Par exemple, après une longue session de débogage de code, le système déclenche une compression automatique qui résume le processus de排查. Ensuite, vous envoyez un message : « Maintenant, corrigeons également l'autre avertissement que nous avons vu précédemment dans bar.ts. »
Cependant, comme la session précédente était entièrement concentrée sur le débogage du premier bug, cet avertissement non corrigé a très bien pu être considéré comme une information non pertinente et simplement jeté lors du résumé.
C'est un problème assez épineux. Parce qu'en raison de la dégradation du contexte, au moment où il effectue la compression, le modèle est souvent dans son état le moins « intelligent ». Heureusement, avec la capacité de contexte d'un million de tokens, vous disposez désormais d'un espace plus confortable pour exécuter proactivement /compact en incluant une description de « ce que je veux faire ensuite ».
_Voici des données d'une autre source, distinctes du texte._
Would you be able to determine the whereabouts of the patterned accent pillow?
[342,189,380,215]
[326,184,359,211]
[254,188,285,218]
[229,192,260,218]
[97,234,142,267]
Sous-agents et nouvelle fenêtre contextuelle
Les sous-agents sont également un excellent moyen de gérer le contexte. Cette technique est particulièrement utile lorsque vous prévoyez à l'avance qu'un certain travail produira de nombreux résultats intermédiaires « à usage unique » (qui ne serviront plus jamais par la suite).
Lorsque Claude dérive un sous-agent via un outil d'agent (Agent tool), ce petit bonhomme obtient une fenêtre contextuelle entièrement nouvelle. Il peut y travailler autant qu'il le souhaite. Une fois le travail terminé, il résumera les résultats et ne renverra que le rapport final au Claude parent.
La « question existentielle » que nous nous posons pour décider d'utiliser un sous-agent est : aurai-je besoin de voir les sorties détaillées de l'exécution de ces outils plus tard, ou est-ce que je veux juste une conclusion finale ?
Bien que Claude Code appelle automatiquement des sous-agents en arrière-plan, vous pouvez parfois aussi le diriger très explicitement. Par exemple, vous pouvez lui dire :
· « Envoie un sous-agent vérifier, en se basant sur le fichier de spécifications ci-dessous, si le travail que nous venons de faire est correct »
· « Envoie un sous-agent parcourir un autre dépôt de code, résume comment il implémente le flux d'authentification, puis copie son approche pour l'implémenter ici »
· « Envoie un sous-agent rédiger la documentation de cette nouvelle fonctionnalité en se basant sur mon historique de modifications Git »
En résumé, lorsque Claude a terminé un cycle de réponse et que vous vous apprêtez à envoyer un nouveau message, vous vous trouvez à un carrefour décisionnel.
Nous espérons qu'à l'avenir, Claude sera suffisamment intelligent pour gérer tout cela à votre place. Mais pour l'instant, maîtriser ces décisions est la voie incontournable pour guider Claude vers des résultats de haute qualité.